Long was charged with filling a false report and obstructing official police business.

The Unexpected Culprit

William Tucker - Philadelphia Police

Earlier in December, someone went on a “racist,” pro-Trump graffiti spree. Some of the messages scrawled around Philadelphia were “Trump rules” and “Black B***h.”

However, police ultimately apprehended an unexpected perp: a 58-year-old black man.

The suspect, William Tucker, of New Jersey, was reportedly caught on surveillance video carrying out some of the “racist” acts.

Tucker was arrested and charged with four counts of criminal mischief.

The Most Elaborate Fake Hate Crime Ever

Lynette Byrnes writes an anti-KKK sign during a march of more than a thousand protesters towards Independence Hall against President-elect Donald Trump November 19, 2016 in Philadelphia, Pennsylvania. Mark Makela/Getty Images

A Florida man fabricated an elaborate “hate crime” earlier this month because he was upset about a custody dispute with the mother of his children.

Vincent Palmer, 27, admitted to detectives that he marked his ex-girlfriend’s mailbox with “KKK” and “Trump,” threw a brick through her car window, soaked the back seat in gasoline and set the vehicle on fire.

When police grew suspicious of him, Palmer allegedly staged his own abduction. He reportedly left a note that read: “You will never see your grandson again alive.” It was also marked with "KKK.”

Police found him at a Burger King a short time later. He finally confessed to making it all up and was arrested.

The Villanova Mystery

Ty Wright/Getty Images

This one isn’t a proven fake incident, but it’s a story that garnered a lot of attention and then disappeared with little explanation.

In early December, Villanova University abruptly dropped its investigation into a black female student’s claim that she was knocked down by a group of white men screaming “Trump.” The student reportedly said she no longer wanted to pursue the case.

Villanova University declined to “speculate on what occurred.”

“From one Muslim to another: Stop faking hate crimes”

Let us be clear: Hate crimes are a serious matter and should be investigated and prosecuted to the fullest extent of the law. However, when people fabricate hate crimes, they only end up hurting real victims by planting the seeds of doubt in the public's mind.

Writer Siraj Hashmi recently penned a compelling op-ed in response to the most recent fake anti-Muslim hate crime (the first one on this list) titled, “From one Muslim to another: Stop faking hate crimes.” Here's what he had to say:

As someone who was born and raised Muslim, I get it. It’s hard to be a Muslim in the world, today. We’re misunderstood. Sometimes we’re assaulted verbally or even physically. And some are even killed for what they believe. And more often than not, the perpetrators come from our own faith, not from those who voted for the President-elect.

Groups like ISIS, Boko Haram, Al-Qaeda, and al-Shabaab have killed thousands of deeply devout, peaceful Muslims for the way they practice their faith.

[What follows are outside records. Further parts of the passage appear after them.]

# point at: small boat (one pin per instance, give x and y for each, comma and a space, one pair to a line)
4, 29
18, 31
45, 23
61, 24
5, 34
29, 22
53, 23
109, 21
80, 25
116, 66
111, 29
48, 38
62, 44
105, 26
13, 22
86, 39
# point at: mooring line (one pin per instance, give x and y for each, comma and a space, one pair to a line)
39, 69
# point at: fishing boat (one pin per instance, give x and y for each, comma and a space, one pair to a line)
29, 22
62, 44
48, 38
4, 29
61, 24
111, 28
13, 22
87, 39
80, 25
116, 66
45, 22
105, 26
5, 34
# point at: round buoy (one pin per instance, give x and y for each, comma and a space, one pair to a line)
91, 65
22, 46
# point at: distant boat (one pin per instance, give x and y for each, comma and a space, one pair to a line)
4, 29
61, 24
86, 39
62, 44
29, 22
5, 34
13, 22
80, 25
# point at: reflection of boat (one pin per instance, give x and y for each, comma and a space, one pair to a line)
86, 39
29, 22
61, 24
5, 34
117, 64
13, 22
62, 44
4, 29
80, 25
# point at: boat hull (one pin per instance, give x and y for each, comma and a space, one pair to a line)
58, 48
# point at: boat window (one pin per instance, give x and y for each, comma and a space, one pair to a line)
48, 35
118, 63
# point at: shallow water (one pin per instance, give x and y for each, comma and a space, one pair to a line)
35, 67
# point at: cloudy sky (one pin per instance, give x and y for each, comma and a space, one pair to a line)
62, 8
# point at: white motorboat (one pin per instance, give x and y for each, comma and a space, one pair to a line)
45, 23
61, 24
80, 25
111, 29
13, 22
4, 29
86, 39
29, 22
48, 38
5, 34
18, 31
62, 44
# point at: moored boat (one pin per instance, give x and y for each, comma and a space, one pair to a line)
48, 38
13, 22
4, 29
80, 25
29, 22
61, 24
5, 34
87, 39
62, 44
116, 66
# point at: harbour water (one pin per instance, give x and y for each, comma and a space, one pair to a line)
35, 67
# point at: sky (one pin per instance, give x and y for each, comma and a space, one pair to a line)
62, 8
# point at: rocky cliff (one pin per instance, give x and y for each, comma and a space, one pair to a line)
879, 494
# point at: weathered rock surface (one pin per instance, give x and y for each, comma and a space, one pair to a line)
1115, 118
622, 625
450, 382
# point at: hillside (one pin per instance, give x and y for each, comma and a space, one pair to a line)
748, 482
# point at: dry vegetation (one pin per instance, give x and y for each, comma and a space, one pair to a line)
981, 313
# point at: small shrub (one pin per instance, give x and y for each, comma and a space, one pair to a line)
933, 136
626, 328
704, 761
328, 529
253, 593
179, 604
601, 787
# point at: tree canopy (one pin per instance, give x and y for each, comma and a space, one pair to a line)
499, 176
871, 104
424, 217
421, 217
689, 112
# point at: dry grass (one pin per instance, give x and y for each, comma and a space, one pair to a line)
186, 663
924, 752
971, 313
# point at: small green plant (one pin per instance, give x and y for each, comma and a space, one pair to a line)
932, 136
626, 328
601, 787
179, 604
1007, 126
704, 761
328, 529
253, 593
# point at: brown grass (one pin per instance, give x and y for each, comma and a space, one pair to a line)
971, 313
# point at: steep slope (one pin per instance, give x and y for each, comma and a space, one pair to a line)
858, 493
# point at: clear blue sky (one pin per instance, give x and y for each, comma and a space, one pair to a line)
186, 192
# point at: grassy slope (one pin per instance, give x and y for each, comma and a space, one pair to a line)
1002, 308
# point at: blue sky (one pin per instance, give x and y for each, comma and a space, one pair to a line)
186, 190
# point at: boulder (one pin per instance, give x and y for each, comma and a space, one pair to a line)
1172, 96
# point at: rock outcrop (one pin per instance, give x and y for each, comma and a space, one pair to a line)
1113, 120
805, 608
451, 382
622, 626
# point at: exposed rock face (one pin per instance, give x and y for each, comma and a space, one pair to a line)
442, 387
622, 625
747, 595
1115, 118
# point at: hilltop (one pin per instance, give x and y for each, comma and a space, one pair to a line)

Americans are good people. Not only do we take pride in the fact that we’re a nation of immigrants, but we also embrace diversity in every facet: race, religion, gender, sexual preference, and even political beliefs (although we struggle with the last one). The Constitution gives Americans like myself and Yasmin Seweid the protections to not only say what we feel but also practice our faith freely without persecution from the government.

[…]

So, if you’re going through something similar and feel you have to lie to your parents, please don’t make up a hate crime, especially when these incidents are so politically charged. Faking a hate crime questions the credibility of anyone and everyone who suffers from real hate crimes.

If you really care about injustice, stop faking hate crimes.